Study: Spaniards didn’t get to South America first
After decades of contention, New Zealand researchers have provided the first direct evidence that Polynesians sailed across thousands of miles of the Pacific Ocean to reach South America long before the arrival of the Spanish around AD 1500.
Their proof? Chicken bones.
Using genetic analysis and radiocarbon dating of chicken bones found in Chile, the researchers showed that the fowl originated in Polynesia, not Europe as was previously believed, the researchers said Monday.
“The Polynesian contact probably didn’t change the course of prehistory, but I think maybe it makes us recognize the ethnocentrism in our long-standing views of the prehistory of the New World,” said archeologist Terry L. Jones of Cal Poly San Luis Obispo, who was not involved in the research.
“The basic premise has always been that there was only one civilization capable of crossing the ocean and discovering the New World,” he said. The new findings, reported in the Proceedings of the National Academy of Sciences, indicate that “the prehistory of the New World was probably a little bit more complicated than we thought in the past.”
The possibility of contact between Polynesia and the New World has been a subject of contention since Norwegian explorer Thor Heyerdahl’s famous 1947 voyage aboard his crude raft Kon-Tiki.
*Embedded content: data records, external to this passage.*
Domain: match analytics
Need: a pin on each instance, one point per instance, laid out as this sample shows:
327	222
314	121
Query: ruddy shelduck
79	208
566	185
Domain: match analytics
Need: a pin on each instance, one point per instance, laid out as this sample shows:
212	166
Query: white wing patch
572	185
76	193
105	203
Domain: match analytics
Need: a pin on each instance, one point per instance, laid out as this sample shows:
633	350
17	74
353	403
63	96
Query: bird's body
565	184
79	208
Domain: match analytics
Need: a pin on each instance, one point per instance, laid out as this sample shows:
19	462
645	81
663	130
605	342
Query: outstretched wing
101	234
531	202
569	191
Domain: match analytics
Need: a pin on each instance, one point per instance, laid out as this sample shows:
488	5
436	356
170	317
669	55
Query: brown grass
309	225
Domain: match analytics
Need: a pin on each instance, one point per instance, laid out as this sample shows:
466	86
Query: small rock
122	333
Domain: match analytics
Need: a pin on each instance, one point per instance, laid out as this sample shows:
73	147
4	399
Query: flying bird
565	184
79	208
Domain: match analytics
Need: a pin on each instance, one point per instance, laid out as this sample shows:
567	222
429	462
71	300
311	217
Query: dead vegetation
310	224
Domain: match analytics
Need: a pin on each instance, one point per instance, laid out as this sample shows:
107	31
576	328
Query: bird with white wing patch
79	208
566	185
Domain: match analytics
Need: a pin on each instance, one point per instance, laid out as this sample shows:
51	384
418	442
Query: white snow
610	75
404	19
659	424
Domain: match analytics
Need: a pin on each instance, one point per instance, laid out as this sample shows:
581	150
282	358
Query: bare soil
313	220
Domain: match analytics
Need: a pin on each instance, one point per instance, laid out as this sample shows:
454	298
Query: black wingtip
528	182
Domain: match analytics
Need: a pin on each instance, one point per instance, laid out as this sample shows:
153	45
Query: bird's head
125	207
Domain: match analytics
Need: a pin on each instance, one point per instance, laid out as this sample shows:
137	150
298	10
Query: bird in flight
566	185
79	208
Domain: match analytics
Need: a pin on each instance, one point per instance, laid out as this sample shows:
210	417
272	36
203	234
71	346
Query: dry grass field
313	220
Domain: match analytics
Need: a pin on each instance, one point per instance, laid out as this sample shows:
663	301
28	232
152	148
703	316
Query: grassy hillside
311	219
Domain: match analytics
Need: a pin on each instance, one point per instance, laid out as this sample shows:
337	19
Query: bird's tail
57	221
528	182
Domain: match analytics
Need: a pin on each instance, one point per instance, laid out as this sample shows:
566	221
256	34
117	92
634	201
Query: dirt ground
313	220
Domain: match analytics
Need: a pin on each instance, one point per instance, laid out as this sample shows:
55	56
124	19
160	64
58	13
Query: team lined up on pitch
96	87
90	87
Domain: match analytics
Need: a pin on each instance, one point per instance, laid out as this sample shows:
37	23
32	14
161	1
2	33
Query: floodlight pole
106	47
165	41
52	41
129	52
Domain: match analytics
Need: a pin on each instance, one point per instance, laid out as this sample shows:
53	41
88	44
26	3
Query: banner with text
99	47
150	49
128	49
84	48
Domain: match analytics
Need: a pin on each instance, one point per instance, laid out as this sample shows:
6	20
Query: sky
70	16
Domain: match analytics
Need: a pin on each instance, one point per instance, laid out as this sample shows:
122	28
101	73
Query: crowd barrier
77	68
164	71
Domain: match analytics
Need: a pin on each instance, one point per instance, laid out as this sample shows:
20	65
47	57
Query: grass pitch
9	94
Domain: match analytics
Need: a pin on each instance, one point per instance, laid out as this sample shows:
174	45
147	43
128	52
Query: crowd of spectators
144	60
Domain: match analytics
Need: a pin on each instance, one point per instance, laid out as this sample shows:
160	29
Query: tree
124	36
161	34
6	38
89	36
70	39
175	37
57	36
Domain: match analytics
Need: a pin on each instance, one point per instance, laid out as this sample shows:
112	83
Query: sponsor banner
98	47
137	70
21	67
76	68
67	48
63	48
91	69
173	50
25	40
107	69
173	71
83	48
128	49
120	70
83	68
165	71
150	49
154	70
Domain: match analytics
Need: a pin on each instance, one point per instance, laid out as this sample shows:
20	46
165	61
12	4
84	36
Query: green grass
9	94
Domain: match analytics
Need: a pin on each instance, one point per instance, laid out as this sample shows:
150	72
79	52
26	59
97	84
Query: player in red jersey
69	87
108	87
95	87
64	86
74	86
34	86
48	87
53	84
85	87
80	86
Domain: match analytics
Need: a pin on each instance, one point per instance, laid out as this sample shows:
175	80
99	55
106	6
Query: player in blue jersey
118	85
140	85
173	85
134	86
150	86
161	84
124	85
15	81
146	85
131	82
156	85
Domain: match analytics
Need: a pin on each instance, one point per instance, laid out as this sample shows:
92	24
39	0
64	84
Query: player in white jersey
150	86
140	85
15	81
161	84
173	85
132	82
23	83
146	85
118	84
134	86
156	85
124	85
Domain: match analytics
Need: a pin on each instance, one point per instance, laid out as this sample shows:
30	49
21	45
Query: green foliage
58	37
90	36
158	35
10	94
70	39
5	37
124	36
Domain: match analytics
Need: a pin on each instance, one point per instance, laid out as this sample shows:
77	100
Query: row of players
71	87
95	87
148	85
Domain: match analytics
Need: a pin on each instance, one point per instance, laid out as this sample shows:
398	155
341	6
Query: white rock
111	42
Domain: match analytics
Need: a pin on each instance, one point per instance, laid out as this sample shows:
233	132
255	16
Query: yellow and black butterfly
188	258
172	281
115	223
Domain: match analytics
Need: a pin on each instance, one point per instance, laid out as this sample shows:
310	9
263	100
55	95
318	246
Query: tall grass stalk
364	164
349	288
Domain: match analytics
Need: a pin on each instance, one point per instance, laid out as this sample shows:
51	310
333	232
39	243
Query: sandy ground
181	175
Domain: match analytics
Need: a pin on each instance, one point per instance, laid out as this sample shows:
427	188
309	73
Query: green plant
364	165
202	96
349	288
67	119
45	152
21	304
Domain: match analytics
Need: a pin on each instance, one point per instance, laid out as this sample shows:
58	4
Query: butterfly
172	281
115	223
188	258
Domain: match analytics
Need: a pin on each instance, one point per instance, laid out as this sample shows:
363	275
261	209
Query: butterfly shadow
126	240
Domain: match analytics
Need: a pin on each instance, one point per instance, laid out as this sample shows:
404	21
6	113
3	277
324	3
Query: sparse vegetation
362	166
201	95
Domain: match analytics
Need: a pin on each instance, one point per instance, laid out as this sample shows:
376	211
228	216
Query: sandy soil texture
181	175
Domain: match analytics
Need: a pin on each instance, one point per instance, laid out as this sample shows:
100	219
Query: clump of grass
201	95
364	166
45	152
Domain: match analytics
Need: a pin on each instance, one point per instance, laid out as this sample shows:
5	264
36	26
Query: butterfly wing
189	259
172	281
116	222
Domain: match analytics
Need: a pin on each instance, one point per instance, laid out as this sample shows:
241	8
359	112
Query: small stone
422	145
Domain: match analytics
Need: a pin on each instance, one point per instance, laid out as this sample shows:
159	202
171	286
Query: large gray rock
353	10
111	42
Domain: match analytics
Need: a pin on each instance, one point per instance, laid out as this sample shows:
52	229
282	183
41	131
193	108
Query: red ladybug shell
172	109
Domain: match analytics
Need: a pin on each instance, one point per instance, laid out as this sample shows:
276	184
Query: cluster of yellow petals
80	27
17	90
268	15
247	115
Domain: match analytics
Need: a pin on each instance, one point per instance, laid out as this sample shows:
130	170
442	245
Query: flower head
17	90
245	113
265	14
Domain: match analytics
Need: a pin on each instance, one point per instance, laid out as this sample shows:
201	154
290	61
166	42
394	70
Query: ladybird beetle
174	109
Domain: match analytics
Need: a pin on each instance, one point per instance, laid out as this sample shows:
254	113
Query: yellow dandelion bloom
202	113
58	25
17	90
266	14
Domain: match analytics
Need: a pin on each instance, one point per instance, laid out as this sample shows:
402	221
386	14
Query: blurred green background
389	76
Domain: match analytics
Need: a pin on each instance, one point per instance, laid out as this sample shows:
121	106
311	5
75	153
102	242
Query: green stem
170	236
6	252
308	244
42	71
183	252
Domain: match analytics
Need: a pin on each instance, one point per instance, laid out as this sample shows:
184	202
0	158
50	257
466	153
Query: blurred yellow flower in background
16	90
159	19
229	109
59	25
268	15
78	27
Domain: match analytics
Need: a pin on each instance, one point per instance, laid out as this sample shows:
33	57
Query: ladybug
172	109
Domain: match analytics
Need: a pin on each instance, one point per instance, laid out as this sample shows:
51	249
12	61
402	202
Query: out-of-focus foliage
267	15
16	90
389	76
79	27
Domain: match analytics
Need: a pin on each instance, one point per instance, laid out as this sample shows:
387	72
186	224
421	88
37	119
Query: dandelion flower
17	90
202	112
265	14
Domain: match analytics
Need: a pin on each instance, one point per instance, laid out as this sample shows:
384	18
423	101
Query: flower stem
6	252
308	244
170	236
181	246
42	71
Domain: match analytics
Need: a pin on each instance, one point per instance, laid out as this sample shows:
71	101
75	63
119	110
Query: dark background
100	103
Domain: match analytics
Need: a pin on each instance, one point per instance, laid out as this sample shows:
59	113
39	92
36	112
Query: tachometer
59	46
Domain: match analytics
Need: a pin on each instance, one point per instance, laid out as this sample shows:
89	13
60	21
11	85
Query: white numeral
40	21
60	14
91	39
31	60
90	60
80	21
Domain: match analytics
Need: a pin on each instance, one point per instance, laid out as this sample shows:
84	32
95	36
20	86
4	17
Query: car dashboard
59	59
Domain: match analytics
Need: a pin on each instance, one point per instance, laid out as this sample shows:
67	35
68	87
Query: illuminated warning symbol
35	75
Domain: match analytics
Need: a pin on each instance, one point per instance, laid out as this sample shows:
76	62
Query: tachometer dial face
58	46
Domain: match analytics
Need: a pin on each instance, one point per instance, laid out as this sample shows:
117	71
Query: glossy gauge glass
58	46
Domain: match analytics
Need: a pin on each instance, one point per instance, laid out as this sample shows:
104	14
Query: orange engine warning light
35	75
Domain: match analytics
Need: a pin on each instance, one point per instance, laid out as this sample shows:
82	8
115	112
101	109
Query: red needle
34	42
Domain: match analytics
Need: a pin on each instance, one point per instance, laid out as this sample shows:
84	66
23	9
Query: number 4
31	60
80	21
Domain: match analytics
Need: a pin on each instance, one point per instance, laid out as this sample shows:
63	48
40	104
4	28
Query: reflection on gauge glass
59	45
Heyerdahl believed that an ancient, fair-haired race originating high in the Andes around Lake Titicaca sailed to the Pacific islands.
He attempted to prove his ideas by setting off on a trip from the west coast of South America on a raft based on Inca designs.
The 4,300-mile trip from Peru to the Tuamotu Islands took 101 days, but subsequent trips were much faster once researchers learned how to steer the boats.
Despite Heyerdahl’s demonstration, the idea that Polynesians could have routinely -- or even occasionally -- navigated across the Pacific was considered farfetched, primarily because of the lack of proof.
“Scientists have not been willing to fully accept the idea” of prehistoric contact between Polynesia and South America, Jones said, “but it is hard to understand why.”
The most convincing previous evidence of cultural contact was the presence of sweet potatoes -- a native American plant -- at archeological sites throughout Polynesia.
Most notably, sweet potatoes dating from about AD 1000 have been found on the Cook Islands. Equally important, Jones noted, the name of the potato used throughout Polynesia is the same name given it by South Americans.
Heyerdahl’s trip and the discovery of the sweet potatoes showed South Americans could have taken the sweet potato to the islands but did not demonstrate that the islanders could have come to South America.
The new findings show that definitively, said the senior author of the new report, archeologist Elizabeth A. Matisoo-Smith of the University of Auckland.
The chicken bones were recovered from a site called El Arenal-1 in south-central Chile, about a mile and a half inland on the southern side of the Arauco Peninsula. Thermoluminescent dating of ceramics from the site indicates it was occupied from AD 700 to 1390.
Analysis of the bones was conducted by graduate student Alice A. Story in Matisoo-Smith’s lab.
Matisoo-Smith said she didn’t expect much from the study because finding evidence of Polynesian contact would be like “finding a needle in a haystack.”
But radiocarbon dating showed the bones were about 622 years old. Even with potential errors, they dated from AD 1321 to 1407 -- before Spaniards first trod the New World.
Genetic analysis of the chickens showed that they were identical to genetic sequences of chicken from that same time period in American Samoa and Tonga, both more than 5,000 miles from Chile.
The sequences were very similar to those of chickens from Hawaii, also about 5,000 miles distant, and Easter Island, about 2,500 miles away.
“I was pretty excited when the dates came back as clearly pre-European,” Matisoo-Smith said. “There were no questions. The Europeans didn’t pick them up in Polynesia and bring them back” to South America, she said.
Sailing into the wind from the islands to South America “requires significant sailing technology and navigational skills,” she said. “But if you look at the winds, leaving from Easter Island, you would actually land [in South America] around the area where El Arenal-1 is located. You could then make the return voyage further north.”
Jones of Cal Poly is particularly pleased because the find supports his theory that Polynesians also landed in the Northern Hemisphere. He and linguist Kathryn A. Klar of UC Berkeley have argued that the Chumash Indians of Southern California learned to build their sewn-plank canoes from the Polynesians, in part because the names of the ships are very similar in the two unrelated languages.
Composite bone fishhooks used by the Indians also closely resembled those used in Polynesia.
If we know they landed in Chile, he said, “then why is it so difficult to imagine they couldn’t have made it to Southern California from Hawaii?”